Interested in computer programming and artificial intelligence, Weinger created an algorithm for an online pirate video game he played in middle school. The code is designed to observe actions taken by the player and use that data to suggest what they could do next. He submitted the program to the game’s developers, and he said that they are currently working on implementing it.

Both students are fast talkers. “People say my mind works faster than my mouth,” Weinger noted. A math expert, he said he prefers objective solutions to questions, while Longo, who excels in English and history, is attracted to subjective and nuanced answers.

She is thinking of combining her love of art and the classics with chemistry.
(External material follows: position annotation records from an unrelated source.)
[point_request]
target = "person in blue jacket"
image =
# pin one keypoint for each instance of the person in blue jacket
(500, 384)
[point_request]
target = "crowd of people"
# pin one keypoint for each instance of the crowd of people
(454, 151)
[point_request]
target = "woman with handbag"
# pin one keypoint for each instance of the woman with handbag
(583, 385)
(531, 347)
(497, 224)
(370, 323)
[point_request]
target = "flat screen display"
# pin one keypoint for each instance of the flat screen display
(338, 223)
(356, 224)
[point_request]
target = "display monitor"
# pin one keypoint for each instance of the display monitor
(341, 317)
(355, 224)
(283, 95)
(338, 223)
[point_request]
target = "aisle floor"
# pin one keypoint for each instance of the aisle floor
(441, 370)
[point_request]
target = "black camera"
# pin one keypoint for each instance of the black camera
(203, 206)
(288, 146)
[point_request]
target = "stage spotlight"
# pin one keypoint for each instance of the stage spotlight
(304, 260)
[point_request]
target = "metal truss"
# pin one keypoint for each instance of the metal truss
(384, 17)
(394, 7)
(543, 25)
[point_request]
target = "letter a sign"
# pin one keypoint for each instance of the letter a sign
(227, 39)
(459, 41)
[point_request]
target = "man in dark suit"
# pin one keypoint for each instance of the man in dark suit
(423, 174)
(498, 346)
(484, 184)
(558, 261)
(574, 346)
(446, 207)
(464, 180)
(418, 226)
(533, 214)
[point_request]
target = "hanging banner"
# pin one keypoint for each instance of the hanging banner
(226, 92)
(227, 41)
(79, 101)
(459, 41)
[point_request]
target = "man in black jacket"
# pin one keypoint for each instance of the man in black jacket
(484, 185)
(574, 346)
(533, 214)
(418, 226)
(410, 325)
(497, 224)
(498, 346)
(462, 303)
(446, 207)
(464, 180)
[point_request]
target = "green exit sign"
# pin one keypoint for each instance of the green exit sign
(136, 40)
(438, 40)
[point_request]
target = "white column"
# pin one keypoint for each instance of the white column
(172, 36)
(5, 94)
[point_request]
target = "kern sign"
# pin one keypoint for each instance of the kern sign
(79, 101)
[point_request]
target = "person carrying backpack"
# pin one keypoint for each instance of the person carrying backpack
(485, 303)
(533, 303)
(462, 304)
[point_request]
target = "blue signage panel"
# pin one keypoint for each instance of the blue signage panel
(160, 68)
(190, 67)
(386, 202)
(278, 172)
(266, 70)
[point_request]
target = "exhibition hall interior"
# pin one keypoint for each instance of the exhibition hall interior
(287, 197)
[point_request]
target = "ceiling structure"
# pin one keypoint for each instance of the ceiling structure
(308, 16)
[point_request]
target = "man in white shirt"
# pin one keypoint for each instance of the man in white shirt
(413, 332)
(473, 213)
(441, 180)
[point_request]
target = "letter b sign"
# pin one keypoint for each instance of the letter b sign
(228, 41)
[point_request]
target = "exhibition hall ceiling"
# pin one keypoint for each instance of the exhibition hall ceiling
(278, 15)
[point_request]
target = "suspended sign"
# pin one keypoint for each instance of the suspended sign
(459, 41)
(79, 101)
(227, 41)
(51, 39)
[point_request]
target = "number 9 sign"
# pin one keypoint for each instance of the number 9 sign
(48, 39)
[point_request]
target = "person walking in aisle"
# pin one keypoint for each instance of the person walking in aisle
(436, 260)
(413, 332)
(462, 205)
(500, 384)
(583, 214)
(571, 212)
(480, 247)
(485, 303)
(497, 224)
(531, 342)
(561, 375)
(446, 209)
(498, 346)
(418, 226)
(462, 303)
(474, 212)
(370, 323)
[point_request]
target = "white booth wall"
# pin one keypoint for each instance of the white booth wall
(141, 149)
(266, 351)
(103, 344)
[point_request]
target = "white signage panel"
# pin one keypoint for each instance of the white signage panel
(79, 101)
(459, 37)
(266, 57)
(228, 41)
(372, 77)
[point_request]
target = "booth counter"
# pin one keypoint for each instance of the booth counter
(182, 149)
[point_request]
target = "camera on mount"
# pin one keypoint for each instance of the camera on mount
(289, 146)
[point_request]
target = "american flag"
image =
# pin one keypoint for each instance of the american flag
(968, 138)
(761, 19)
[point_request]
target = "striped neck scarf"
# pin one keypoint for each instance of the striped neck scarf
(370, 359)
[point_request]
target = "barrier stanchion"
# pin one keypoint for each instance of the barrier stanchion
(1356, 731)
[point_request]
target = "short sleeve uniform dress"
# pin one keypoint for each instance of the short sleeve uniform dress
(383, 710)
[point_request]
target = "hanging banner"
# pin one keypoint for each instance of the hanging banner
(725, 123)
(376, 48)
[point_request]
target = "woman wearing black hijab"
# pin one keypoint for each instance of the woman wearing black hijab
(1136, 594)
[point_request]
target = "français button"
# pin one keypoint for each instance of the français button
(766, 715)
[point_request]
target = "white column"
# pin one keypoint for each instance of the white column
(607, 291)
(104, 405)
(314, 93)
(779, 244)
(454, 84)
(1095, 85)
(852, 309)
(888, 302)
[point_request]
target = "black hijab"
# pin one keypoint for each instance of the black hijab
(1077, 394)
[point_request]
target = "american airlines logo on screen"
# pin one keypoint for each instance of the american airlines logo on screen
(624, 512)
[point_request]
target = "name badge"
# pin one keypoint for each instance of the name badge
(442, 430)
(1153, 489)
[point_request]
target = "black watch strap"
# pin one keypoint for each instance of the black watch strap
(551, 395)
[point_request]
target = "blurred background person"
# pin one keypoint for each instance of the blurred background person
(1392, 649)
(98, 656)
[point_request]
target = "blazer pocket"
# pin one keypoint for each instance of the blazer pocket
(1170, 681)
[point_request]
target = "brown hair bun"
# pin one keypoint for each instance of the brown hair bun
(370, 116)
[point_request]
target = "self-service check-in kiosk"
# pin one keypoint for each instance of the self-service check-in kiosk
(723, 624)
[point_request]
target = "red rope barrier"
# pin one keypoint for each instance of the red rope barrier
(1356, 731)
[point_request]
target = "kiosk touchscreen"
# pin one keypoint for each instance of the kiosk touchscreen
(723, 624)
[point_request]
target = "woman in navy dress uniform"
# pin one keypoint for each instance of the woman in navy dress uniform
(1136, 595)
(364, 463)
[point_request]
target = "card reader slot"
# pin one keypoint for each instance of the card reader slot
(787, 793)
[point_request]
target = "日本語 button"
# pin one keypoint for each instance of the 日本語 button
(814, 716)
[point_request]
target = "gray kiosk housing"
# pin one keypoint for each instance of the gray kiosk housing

The reasoning, Longo said, is to work towards her dream of becoming a museum curator, where knowledge of chemistry is required to preserve artifacts and artwork, as well as analyze them for the techniques used in their creation.

Weinger is tentatively looking to study economics and computer science. Although still unsure of where he would like to go with it, he said he thinks he could apply his experience in developing artificial intelligence to economics.

Longo will be heading to the University of Chicago in the fall, and Weinger is enrolled at Stony Brook University. In keeping with her intellectual philosophy, Longo said she appreciated the freedom that her university provides in terms of combining interests, while Weinger looks forward to working within Stony Brook’s prestigious computer science division.

Although excited to dive into her major, Longo, half-jokingly acknowledged that it might not be for everyone: “They say it’s where fun goes to die.”